ベッドの周りには見慣れたオレンジ色の明かりが並んでいる…キャンドルだ。
秋人さんの顔が目の前にあった。いつもの穏やかな目で、頬を大きな手のひらで撫でられる。
「あ…秋人さん…」
「千春の可愛いところを見せてもらえた」
秋人さんににっこりとほほ笑まれて、お風呂場でのあれこれが一挙によみがえる。顔から火が出そうだった。
「あ、あの…、あれは…」
キャンドルの明かりとお風呂場という環境のせいで…。
「夏至の日は一年でいちばん、夜が短いんだよ。知ってる?」
「…はい」
「今日は千春と長くくっついていたいと思ってね」
秋人さんにまた、抱き締められる。秋人さんのすこし濡れた髪の匂いに、僕はやっぱりどきどきしてしまう。

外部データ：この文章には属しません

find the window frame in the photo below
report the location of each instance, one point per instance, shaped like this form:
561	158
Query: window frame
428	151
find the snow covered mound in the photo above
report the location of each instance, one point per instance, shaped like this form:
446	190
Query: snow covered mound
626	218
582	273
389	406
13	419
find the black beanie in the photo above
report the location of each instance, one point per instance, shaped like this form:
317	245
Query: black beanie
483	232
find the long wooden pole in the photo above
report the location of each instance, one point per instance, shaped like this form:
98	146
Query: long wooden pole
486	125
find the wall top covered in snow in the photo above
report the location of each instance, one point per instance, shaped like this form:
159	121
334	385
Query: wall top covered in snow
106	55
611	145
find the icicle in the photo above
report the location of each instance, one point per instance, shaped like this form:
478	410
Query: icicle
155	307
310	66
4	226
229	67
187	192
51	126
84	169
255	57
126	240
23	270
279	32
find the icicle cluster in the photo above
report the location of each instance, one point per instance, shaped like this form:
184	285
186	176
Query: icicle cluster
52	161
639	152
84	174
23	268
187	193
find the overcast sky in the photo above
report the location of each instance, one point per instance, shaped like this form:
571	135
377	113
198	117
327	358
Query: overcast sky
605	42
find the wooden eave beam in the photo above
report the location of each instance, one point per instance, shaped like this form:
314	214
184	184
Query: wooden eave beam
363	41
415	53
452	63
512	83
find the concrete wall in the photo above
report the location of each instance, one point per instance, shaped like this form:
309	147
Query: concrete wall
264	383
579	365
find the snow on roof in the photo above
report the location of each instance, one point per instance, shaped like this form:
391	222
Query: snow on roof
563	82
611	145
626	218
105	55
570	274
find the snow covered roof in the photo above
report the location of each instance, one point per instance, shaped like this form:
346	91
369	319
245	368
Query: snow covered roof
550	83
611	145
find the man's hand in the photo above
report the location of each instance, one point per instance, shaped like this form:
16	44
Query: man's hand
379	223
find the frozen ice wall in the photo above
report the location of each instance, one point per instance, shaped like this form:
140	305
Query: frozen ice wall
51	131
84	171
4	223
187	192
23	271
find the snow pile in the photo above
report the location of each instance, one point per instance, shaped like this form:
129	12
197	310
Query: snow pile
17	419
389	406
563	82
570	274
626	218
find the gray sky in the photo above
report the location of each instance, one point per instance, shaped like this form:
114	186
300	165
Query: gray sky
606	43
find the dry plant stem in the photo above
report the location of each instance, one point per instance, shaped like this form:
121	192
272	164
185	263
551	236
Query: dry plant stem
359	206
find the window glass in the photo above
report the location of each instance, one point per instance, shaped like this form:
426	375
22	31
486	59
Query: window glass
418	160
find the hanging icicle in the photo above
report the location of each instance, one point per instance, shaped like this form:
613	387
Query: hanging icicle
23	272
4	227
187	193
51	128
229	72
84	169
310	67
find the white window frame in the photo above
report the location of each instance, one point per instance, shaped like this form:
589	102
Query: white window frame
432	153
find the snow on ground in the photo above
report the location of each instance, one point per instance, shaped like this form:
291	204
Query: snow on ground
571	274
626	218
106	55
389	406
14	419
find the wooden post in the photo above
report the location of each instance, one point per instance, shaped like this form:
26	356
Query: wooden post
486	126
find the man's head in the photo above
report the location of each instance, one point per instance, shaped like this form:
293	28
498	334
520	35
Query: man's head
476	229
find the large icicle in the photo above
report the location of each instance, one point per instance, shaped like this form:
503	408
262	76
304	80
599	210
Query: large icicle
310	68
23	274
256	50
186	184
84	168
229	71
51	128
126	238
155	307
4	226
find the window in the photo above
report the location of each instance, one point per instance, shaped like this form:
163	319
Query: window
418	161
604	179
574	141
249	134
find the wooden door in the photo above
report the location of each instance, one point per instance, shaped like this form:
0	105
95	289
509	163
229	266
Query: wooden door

秋人さんと体をつなげるたびに自分が作り変えられていくような感覚になる。
でも、そんな感覚は嫌じゃない。もっと知りたいって思ってしまう。
僕も秋人さんの背中にそっと手を回す。
キャンドルの明かりが夜をロマンティックに照らす。
短い夜はまだまだ終わらない。
Fin.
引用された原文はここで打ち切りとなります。